Last night I made myself a set of long 2040 tubes for shooting flechettes. This morning I tried them out drawing to 3/4 butterfly (about 46" for me) with the blunt darts and didn't shoot myself in the head so when I got home from work I tried the sharp 'chettes. I'm in the garage at 21' because it's super cold out and at that distance I was hitting my 2.5" spinner target over and over again. I thought that was awesome because I hardly ever shoot with a longer draw, haven't tried it in almost a year with round ammo and had never tried it with flechettes.

Feeling confident, I hung up a bottle cap. On the second shot I nailed it and when I retrieved the cap out of my catchbox I found that I'd punched a hole in it. I've never seen this happen before so I thought I'd try to get it on video. I failed at that but when I shot the cap this time it put on a very cool spark show. Unfortunately it didn't show up on video as well because the camera was too far off center but my goofy reaction is probably worth posting the vid.
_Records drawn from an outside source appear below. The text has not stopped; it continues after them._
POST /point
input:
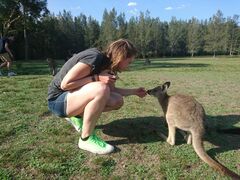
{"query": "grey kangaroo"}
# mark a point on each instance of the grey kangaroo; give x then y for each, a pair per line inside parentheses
(185, 113)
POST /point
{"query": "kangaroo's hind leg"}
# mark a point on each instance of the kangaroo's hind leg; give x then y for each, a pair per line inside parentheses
(171, 134)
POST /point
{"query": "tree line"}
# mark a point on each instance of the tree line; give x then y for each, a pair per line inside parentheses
(41, 34)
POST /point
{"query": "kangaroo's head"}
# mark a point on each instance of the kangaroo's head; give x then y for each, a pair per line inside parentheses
(159, 91)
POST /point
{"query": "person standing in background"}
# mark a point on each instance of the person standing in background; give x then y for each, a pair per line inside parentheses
(6, 54)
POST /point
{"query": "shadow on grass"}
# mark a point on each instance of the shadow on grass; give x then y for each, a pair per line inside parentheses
(146, 130)
(139, 65)
(224, 140)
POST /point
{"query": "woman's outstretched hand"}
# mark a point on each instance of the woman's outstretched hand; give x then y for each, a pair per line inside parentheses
(140, 92)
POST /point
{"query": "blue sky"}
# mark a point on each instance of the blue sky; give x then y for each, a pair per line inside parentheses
(164, 9)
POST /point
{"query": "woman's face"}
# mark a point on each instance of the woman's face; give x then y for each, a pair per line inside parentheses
(123, 65)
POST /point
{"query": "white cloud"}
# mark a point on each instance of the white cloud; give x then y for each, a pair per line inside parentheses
(181, 7)
(178, 7)
(169, 8)
(76, 8)
(133, 11)
(132, 4)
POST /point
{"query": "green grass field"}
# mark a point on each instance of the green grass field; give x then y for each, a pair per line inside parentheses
(34, 144)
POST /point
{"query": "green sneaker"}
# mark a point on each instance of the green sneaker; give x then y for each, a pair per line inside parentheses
(76, 122)
(95, 145)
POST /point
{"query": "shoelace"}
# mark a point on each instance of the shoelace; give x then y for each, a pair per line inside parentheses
(98, 141)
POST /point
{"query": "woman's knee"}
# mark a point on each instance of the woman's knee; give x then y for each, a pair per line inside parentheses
(119, 103)
(102, 89)
(116, 102)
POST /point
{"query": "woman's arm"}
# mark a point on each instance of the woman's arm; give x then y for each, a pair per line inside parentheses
(77, 77)
(141, 92)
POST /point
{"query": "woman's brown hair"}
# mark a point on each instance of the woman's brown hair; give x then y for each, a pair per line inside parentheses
(118, 51)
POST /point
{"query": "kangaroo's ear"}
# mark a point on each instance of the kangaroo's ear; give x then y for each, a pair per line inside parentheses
(165, 86)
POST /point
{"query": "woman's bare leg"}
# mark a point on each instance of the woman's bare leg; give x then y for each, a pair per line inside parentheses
(89, 100)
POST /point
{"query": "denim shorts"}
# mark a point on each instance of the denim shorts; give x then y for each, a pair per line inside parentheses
(58, 105)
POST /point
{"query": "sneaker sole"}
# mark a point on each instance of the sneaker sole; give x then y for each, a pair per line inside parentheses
(99, 152)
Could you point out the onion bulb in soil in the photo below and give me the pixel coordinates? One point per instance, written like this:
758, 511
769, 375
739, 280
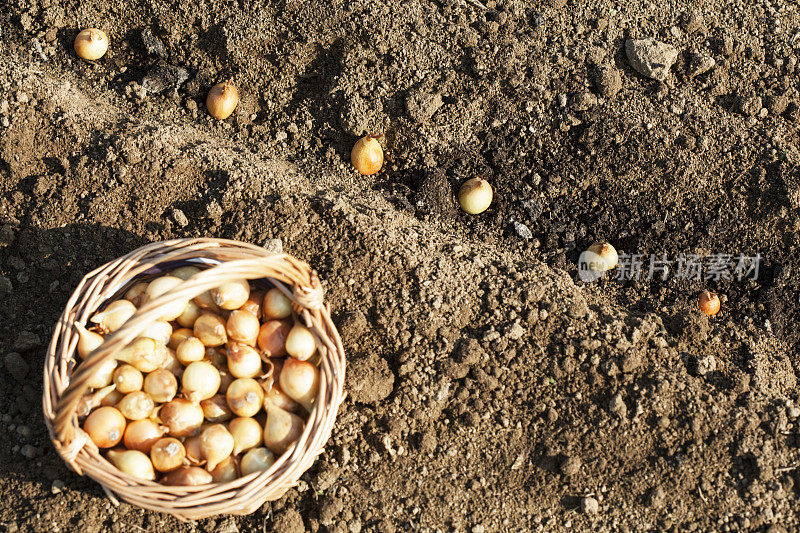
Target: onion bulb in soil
367, 155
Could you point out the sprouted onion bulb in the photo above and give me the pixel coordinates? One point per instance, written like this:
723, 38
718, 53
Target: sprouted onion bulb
105, 426
709, 303
367, 155
132, 462
222, 100
91, 44
256, 460
475, 196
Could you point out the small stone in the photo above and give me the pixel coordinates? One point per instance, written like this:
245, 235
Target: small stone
180, 218
571, 466
700, 64
608, 81
651, 58
421, 105
16, 366
590, 506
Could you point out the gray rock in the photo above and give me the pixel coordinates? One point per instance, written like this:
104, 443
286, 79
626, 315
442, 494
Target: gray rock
700, 64
651, 58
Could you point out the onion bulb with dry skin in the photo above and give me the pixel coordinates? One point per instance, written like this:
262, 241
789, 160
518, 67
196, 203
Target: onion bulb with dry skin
600, 257
127, 379
282, 429
247, 433
277, 397
253, 303
272, 337
182, 417
300, 381
132, 462
136, 405
161, 285
475, 196
178, 336
244, 361
190, 351
231, 294
222, 100
200, 381
188, 476
210, 329
226, 470
144, 354
105, 426
161, 385
367, 155
245, 396
256, 460
189, 315
112, 317
88, 341
300, 343
216, 408
216, 443
104, 375
167, 454
276, 305
91, 44
142, 434
243, 327
709, 303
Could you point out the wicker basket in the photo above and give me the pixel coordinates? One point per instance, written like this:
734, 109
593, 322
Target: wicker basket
223, 260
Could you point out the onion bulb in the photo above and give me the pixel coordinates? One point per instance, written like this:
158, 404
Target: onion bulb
475, 196
158, 287
182, 417
300, 381
142, 434
232, 294
88, 341
245, 396
216, 443
367, 155
136, 405
244, 361
247, 433
226, 470
243, 326
276, 305
112, 317
256, 460
190, 351
167, 454
188, 476
281, 430
216, 408
222, 100
105, 426
272, 338
127, 379
210, 329
132, 462
300, 342
91, 44
200, 381
161, 385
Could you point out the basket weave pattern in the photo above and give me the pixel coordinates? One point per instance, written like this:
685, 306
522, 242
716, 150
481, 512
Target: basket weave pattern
227, 261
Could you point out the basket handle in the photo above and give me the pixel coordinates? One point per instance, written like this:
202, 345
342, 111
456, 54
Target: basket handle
292, 277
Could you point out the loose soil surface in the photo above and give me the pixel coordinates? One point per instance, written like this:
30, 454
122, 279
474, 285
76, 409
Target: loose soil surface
489, 388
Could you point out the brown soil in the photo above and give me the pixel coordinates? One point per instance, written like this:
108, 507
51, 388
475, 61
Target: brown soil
489, 389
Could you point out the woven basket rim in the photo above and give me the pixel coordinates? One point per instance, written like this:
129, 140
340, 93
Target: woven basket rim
225, 260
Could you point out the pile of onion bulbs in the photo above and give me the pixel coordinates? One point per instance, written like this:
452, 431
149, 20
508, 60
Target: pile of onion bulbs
219, 387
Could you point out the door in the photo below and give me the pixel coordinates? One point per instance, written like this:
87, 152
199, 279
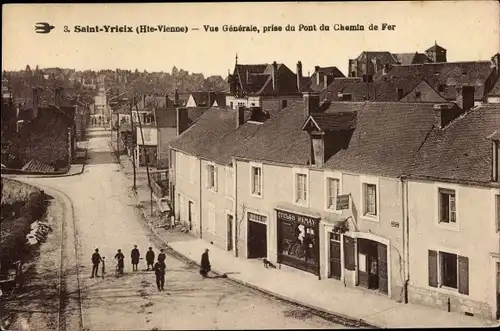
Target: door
229, 232
190, 219
363, 263
383, 281
257, 240
335, 260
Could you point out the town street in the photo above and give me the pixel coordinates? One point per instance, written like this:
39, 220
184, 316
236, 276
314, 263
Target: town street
105, 218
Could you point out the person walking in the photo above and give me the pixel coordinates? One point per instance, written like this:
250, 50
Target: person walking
150, 258
120, 257
205, 264
162, 256
96, 259
135, 255
160, 269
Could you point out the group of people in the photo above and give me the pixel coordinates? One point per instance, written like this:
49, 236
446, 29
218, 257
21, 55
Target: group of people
159, 267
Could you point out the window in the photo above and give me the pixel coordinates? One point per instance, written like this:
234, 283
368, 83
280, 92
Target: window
449, 270
370, 199
497, 214
256, 181
229, 182
301, 188
447, 206
212, 177
332, 187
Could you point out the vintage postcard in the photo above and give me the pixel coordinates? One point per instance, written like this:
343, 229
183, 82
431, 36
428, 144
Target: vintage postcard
272, 165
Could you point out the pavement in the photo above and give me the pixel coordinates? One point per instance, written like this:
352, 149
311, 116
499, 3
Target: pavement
101, 213
353, 306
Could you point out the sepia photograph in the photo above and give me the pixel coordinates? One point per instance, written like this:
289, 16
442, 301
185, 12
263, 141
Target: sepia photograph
250, 165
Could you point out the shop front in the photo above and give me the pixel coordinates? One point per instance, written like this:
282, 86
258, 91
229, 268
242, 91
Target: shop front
298, 241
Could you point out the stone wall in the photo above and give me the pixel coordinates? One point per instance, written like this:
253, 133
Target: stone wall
458, 303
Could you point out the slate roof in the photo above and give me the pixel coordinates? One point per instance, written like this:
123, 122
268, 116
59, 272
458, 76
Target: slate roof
260, 79
167, 117
214, 135
461, 151
202, 98
448, 74
412, 58
495, 91
380, 90
335, 121
385, 140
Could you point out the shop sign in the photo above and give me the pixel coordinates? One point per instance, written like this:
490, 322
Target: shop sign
306, 220
343, 202
256, 218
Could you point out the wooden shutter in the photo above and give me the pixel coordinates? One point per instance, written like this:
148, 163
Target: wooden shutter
433, 268
463, 275
349, 253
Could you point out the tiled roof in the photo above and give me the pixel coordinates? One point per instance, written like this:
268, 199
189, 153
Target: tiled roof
214, 136
386, 137
202, 98
260, 79
450, 75
167, 117
460, 151
412, 58
495, 91
380, 90
335, 121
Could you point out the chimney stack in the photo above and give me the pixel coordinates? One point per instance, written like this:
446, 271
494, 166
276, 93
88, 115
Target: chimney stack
275, 77
176, 98
465, 97
299, 76
182, 120
240, 116
386, 69
311, 103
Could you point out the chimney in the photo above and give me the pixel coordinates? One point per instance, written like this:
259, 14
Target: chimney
182, 120
465, 97
176, 98
275, 77
299, 75
240, 116
311, 103
386, 69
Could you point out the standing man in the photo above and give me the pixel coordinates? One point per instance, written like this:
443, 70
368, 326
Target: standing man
150, 258
205, 264
159, 269
135, 255
161, 256
96, 259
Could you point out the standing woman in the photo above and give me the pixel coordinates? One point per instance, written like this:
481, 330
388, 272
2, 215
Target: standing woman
205, 264
135, 255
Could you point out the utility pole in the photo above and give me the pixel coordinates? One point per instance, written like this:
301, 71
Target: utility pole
147, 163
132, 129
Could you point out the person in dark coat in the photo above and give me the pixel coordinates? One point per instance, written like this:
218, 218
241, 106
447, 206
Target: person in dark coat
160, 269
162, 257
96, 259
120, 257
135, 255
150, 258
205, 264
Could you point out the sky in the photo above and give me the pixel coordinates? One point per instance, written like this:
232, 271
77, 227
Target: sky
469, 30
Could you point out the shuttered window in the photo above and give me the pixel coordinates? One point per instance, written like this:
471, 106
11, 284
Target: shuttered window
349, 253
433, 269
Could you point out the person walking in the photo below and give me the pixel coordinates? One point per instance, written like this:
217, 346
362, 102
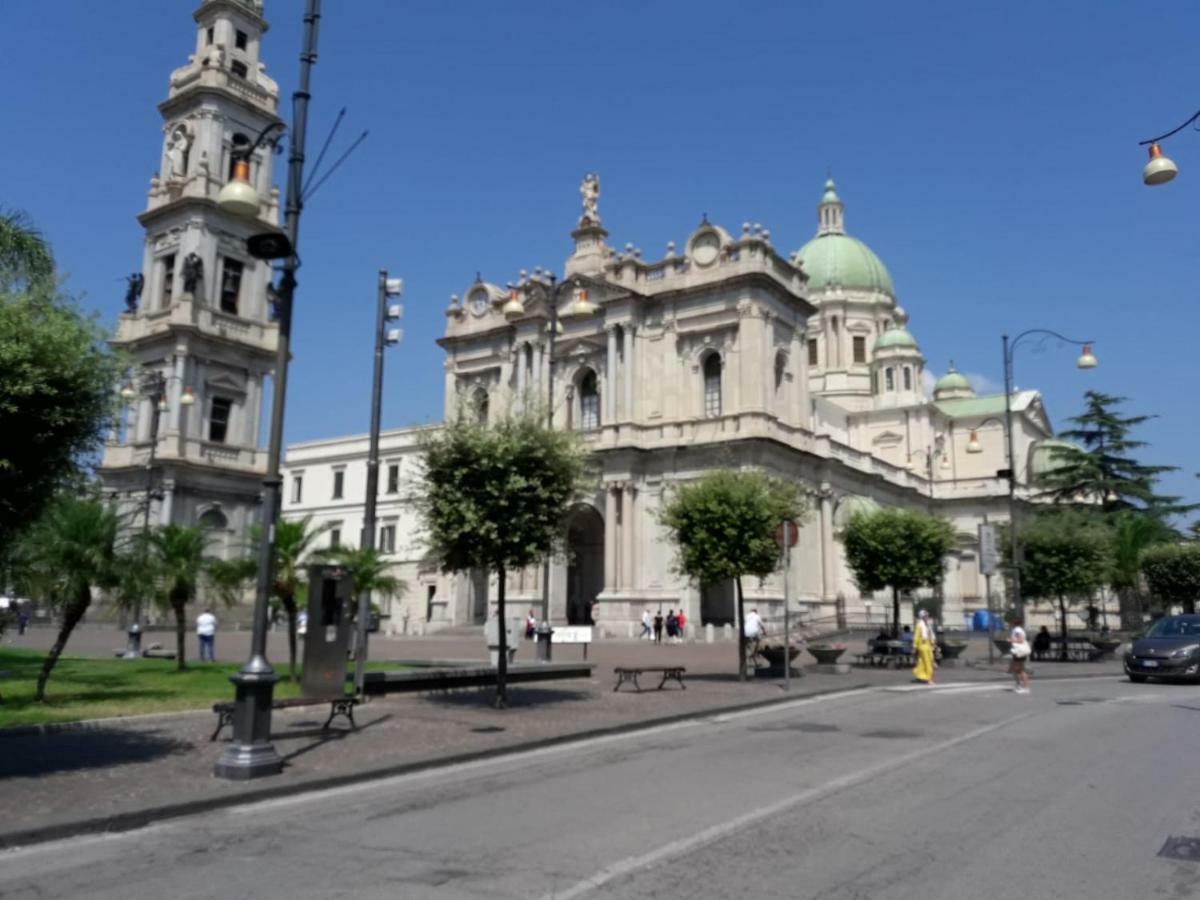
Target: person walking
923, 648
1020, 652
205, 633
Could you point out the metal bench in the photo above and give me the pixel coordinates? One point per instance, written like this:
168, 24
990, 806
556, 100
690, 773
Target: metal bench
670, 673
337, 707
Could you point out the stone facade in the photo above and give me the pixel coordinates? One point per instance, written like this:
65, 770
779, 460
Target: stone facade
203, 321
724, 352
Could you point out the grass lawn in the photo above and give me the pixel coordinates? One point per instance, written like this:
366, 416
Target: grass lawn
89, 688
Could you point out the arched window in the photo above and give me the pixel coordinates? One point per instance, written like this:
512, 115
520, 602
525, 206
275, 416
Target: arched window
712, 385
479, 406
589, 401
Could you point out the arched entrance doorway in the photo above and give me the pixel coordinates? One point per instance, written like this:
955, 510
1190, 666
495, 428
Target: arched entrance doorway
585, 564
717, 604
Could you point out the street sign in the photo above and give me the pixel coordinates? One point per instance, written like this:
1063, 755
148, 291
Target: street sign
787, 534
989, 559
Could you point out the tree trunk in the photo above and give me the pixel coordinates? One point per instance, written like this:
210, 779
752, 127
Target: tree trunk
502, 664
1062, 619
179, 605
1131, 610
895, 613
71, 617
289, 606
742, 633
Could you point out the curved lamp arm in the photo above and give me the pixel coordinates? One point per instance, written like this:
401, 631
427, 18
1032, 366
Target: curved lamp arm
1174, 131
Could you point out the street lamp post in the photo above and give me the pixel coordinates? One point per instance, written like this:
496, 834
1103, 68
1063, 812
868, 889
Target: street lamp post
1085, 360
153, 385
388, 289
581, 307
251, 754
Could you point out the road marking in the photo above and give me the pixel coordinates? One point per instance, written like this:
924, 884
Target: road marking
675, 849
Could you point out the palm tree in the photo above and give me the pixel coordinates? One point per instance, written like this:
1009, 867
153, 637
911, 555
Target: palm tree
24, 255
69, 552
370, 570
180, 553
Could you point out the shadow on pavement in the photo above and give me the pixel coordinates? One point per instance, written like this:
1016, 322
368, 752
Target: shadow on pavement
91, 749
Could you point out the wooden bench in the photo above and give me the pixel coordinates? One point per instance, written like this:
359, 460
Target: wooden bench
670, 673
337, 707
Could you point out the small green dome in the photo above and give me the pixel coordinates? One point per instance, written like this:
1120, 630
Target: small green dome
895, 336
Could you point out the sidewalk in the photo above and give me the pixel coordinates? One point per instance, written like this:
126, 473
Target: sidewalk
125, 773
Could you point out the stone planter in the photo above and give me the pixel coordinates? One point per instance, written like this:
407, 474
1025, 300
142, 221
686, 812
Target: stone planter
774, 657
952, 649
827, 655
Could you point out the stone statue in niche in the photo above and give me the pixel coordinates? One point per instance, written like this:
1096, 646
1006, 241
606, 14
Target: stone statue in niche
193, 270
133, 293
589, 192
178, 150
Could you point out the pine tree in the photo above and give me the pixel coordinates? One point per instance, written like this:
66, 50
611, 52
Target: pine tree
1102, 469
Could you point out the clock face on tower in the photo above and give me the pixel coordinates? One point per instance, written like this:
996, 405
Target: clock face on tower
706, 249
479, 301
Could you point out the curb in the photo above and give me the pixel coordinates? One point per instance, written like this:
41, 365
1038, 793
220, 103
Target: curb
141, 819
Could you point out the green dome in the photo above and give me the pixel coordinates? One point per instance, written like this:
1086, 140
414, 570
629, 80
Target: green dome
895, 336
1044, 456
834, 259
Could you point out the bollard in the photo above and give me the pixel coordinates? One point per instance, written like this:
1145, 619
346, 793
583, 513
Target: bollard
544, 642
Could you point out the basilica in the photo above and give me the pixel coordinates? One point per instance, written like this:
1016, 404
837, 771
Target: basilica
724, 352
727, 351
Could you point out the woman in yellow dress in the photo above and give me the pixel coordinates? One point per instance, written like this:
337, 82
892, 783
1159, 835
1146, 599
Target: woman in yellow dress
923, 648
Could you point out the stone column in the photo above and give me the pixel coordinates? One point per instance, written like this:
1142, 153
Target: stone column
610, 537
610, 382
628, 517
827, 551
628, 375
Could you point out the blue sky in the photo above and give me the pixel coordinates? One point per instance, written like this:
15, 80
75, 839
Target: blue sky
985, 151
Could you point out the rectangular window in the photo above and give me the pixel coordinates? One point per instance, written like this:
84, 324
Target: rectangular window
219, 419
388, 539
168, 280
859, 348
231, 285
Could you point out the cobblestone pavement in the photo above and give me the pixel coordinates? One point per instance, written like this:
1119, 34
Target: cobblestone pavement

Here's my setup and the first punctured cap:









And here's how I'm drawing back, since it's not that clear on the vid:









I think I might be hooked! It's fun to shoot this way and the accuracy is way beyond what I expected.


----------



## Charles (Aug 26, 2010)

Good shooting! Once you get used to them, those long draws are very seductive ... lots of power that way.

Cheers ..... Charles


----------



## August West (Jan 21, 2012)

I have never shot a flechette, a little chicken lol, but my accuracy is actually much better drawing to 3/4 butterfly than it is anchoring on my face. Plus I love the extra power.


----------



## LVO (Sep 25, 2011)

I love the speed....I just need to wear a helmet! h34r: Awesome work M_J!


----------



## Sunchierefram (Nov 16, 2013)

I wouldn't be able to shoot one of those for fear of sticking one into my hand.


----------



## Wingshooter (Dec 24, 2009)

You gots the nerve Bud! excellent shooting.


----------



## ghost0311/8541 (Jan 6, 2013)

need one to show up on the walking dead better than a crossbow.


----------